では、なぜこの二つ以外の和風月名には接続詞「な」が付かないのでしょう。卯月は「うな月」、文月は「ふみな月」、葉月は「はな月」、長月は「ながな月」…となってもよさそうなものです。
そもそも「水無月」は普通に読むなら「みずなづき」で、「みなづき」はその音節(シラブル)省略です。わざわざ「みず」を「み」と省略しておいて、わざわざ接続詞「な」を加えるというのは、名詞の成り立ちとしてちぐはぐで不自然に感じられます。白石の「みそぎ」説も同様です。
和風月名の典拠となる古典は日本書紀です。この日本書紀ですが、わずかに残る「古本」と呼ばれる奈良・平安期の写本には訓読の記述がなく、卜部写本などの中世写本に、読み合わせ(読書会、勉強会)のテキストとして訓が附されました。月名については一月、二月、三月…と書かれていたものに、中世の写本から「むつき」「きさらぎ」「やよい」などの訓があてられていたもの。この仮名文字に、後から音に合わせ、あるいは漢籍の月名から転用(如月や皐月など)されたものが、今知られている「睦月、如月、弥生…」という見慣れた和風月名の文字列なのです。ですから、「みなづき」の本源の意味をさぐりあてようというなら、シンプルに音そのものから意味をさがさねばなりません。
「み」といってまず思いつくのは植物の果実、「実(み)ではないでしょうか。もし「みな月」が秋ごろの月名ならば、「実の月」という説がすぐに浮上するでしょう。ところが盛夏の月名なので、どうも「実」とイメージがむすびつかないわけです。でもよく考えてみれば、多くの実が「成熟」するのは秋でも、その実自体は未成熟ながら夏には出来ている、つまり「生(な)って」いるのです。月名の意味を探るときに、近世人も現代人の私たちもつい稲から連想しますが、古代和語の起源を稲作の渡来普及よりも古いものと考えるならば、日本古来の自然の風物にこそ注目せねばなりません。

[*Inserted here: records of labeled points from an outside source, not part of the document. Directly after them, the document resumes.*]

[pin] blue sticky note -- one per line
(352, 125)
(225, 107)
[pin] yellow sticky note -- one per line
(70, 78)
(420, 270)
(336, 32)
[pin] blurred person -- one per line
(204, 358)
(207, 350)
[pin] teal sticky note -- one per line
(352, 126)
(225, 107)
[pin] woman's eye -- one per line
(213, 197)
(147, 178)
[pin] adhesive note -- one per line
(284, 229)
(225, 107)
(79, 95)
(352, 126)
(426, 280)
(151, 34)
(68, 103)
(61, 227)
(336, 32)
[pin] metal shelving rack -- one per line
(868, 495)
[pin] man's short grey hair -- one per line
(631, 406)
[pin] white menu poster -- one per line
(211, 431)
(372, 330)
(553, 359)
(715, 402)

日本列島の在来の果樹といえば、クリ、柿、そしてドングリです。クリの花は5~6月ごろ強烈なにおいを放つ花をつけ、モール飾りのようなクリーム色の雄花が落花すると、受精した雌花の子房が残り、あのイガに覆われた独特の果実が、夏ごろには小さく出来上がっています。柿も、6月ごろに蝋質の花弁を持つ黄緑色の花を枝につけ、夏ごろには雌花の子房がふくらんで、柿の実が形成されています。シイやクヌギ、カシなどの実であるドングリ類も、秋になって落花してこなければ普通は気づきませんが、夏には茂った葉の間に未熟なドングリがたくさんついているのです。これらの実は、狩猟採集の時代はもちろん、稲作の時代に入っても人々の重要な食料でした。ですからそれらの果樹の「実が生る」ということは、古代人には重要な意味を持っていたはずです。「実、生る月」が「みな月」となった、と考えることは不自然ではないと考えますが、いかがでしょうか。

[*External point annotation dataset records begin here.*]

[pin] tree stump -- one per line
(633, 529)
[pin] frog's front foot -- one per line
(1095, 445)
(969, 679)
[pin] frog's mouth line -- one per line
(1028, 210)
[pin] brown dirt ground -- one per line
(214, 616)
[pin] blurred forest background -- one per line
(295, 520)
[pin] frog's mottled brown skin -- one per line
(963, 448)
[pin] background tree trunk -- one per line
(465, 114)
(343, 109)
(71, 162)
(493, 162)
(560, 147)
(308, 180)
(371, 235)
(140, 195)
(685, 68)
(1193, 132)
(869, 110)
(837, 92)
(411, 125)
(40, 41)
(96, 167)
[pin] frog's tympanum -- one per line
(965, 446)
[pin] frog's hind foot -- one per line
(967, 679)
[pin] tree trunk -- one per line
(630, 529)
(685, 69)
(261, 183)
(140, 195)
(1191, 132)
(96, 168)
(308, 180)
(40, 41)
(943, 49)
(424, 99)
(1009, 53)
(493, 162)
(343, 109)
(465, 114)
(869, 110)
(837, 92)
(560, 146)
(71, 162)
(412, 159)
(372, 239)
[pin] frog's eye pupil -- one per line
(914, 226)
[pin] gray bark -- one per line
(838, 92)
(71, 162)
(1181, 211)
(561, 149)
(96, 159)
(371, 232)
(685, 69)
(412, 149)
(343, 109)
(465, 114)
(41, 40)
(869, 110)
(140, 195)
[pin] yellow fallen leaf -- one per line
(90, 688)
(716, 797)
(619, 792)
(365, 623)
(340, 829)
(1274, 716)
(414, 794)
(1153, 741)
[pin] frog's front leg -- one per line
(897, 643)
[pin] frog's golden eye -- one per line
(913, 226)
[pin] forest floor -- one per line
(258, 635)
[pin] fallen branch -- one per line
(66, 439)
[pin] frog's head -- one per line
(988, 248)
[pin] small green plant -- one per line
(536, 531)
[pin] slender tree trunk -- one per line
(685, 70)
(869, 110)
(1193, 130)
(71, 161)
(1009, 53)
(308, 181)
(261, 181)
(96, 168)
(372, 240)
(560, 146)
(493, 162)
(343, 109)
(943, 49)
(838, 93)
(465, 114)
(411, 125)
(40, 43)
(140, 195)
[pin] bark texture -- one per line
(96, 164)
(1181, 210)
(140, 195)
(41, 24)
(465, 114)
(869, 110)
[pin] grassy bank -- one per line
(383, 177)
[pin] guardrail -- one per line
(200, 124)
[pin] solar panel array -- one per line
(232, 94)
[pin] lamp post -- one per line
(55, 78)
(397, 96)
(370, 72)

もちろんこの説は、旧来の解釈に違和感を抱きつづけてきた筆者の持論(想像)で、根拠はありません。和風月名は、すでに登場当時から「意味がよくわからない」ものとして扱われてきて、全ての説は根拠のない仮説なのです。古人がさまざまな説を提唱したように、現代の私たちも、忌憚なく自説を提唱し、議論を交わし、深めていきたいと思うのです。

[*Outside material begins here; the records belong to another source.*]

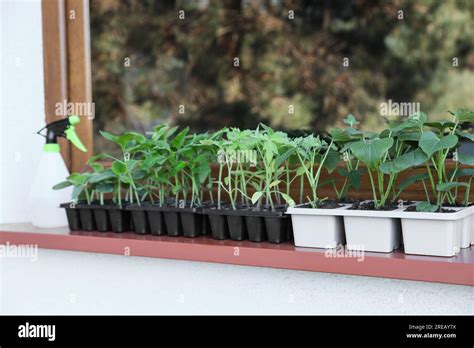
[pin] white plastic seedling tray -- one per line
(461, 212)
(380, 231)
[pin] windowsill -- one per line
(454, 270)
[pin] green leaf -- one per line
(446, 186)
(332, 160)
(76, 192)
(463, 115)
(412, 180)
(178, 140)
(256, 196)
(427, 207)
(104, 188)
(408, 160)
(469, 172)
(351, 120)
(430, 143)
(97, 177)
(275, 183)
(371, 152)
(410, 136)
(288, 199)
(109, 136)
(465, 135)
(464, 158)
(340, 135)
(355, 178)
(77, 179)
(283, 157)
(119, 168)
(62, 185)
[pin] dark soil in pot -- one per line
(256, 228)
(140, 221)
(206, 224)
(73, 218)
(237, 227)
(156, 222)
(120, 219)
(328, 204)
(87, 219)
(277, 229)
(191, 223)
(442, 210)
(371, 206)
(219, 228)
(173, 223)
(102, 220)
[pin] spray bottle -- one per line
(44, 201)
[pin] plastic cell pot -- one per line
(256, 228)
(87, 218)
(102, 220)
(156, 222)
(120, 219)
(237, 227)
(277, 228)
(317, 228)
(73, 218)
(436, 234)
(218, 223)
(173, 222)
(139, 218)
(191, 222)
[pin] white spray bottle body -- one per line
(44, 201)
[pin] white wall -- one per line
(69, 282)
(61, 282)
(21, 103)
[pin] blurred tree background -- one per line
(147, 61)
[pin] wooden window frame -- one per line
(67, 76)
(67, 69)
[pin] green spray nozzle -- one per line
(62, 128)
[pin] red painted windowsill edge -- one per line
(455, 270)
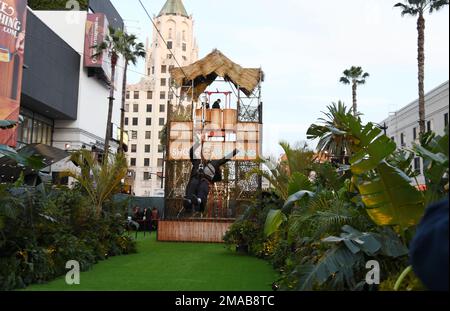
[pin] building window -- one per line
(160, 162)
(133, 162)
(147, 176)
(417, 167)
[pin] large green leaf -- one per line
(356, 241)
(297, 182)
(273, 221)
(297, 197)
(338, 260)
(390, 199)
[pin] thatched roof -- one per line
(205, 71)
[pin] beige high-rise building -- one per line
(147, 101)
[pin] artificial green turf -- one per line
(162, 266)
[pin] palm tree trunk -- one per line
(355, 104)
(111, 105)
(122, 115)
(421, 75)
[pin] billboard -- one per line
(12, 44)
(96, 31)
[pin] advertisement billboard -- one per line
(12, 44)
(96, 31)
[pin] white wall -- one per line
(93, 94)
(406, 119)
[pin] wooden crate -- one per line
(195, 230)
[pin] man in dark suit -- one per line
(205, 172)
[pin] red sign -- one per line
(96, 31)
(12, 43)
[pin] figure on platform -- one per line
(205, 172)
(216, 104)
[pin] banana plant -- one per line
(385, 190)
(276, 217)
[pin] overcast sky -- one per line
(304, 46)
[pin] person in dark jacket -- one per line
(204, 173)
(429, 248)
(216, 104)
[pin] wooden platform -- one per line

さて、旧暦の6月晦日には、沐浴潔斎をしたり、呪術儀式を施した人形を身代わりにして川に流して厄落としをするなどの行事が行われていました。百人一首の98番では賀茂川で禊をする人々の様子が歌われています。
風そよぐ楢の小川の夕ぐれは みそぎぞ夏のしるしなりける (従二位家隆)
現代でも新暦の6月30日ごろに武塔神と蘇民将来伝説に基づく茅の輪守りの配布や、神社にしつらえられた巨大な茅の輪を八の字に(∞を描くように)くぐる「茅の輪くぐり」も、全国各所の神社で行われています。
でも「茅の輪」って何でしょう。茅葺(かやぶき)屋根とか、茅場町(かやばちょう)などの名詞があるとおり、「茅」というと「かや」と読むことが多く「ち」と読むことはあまりないかもしれません。本来「茅」はイネ科チガヤ属のチガヤ(茅萱 千茅 Imperata cylindrica (L.)P.Beauv.)の種を指し、本来の和訓は「ち」です。後に、イネ科のススキやカヤ、ヨシ、スゲなど、生活用具に使われるイネ科の雑草全般に「茅」という字が使われ、「かや」とも読まれるようになりました。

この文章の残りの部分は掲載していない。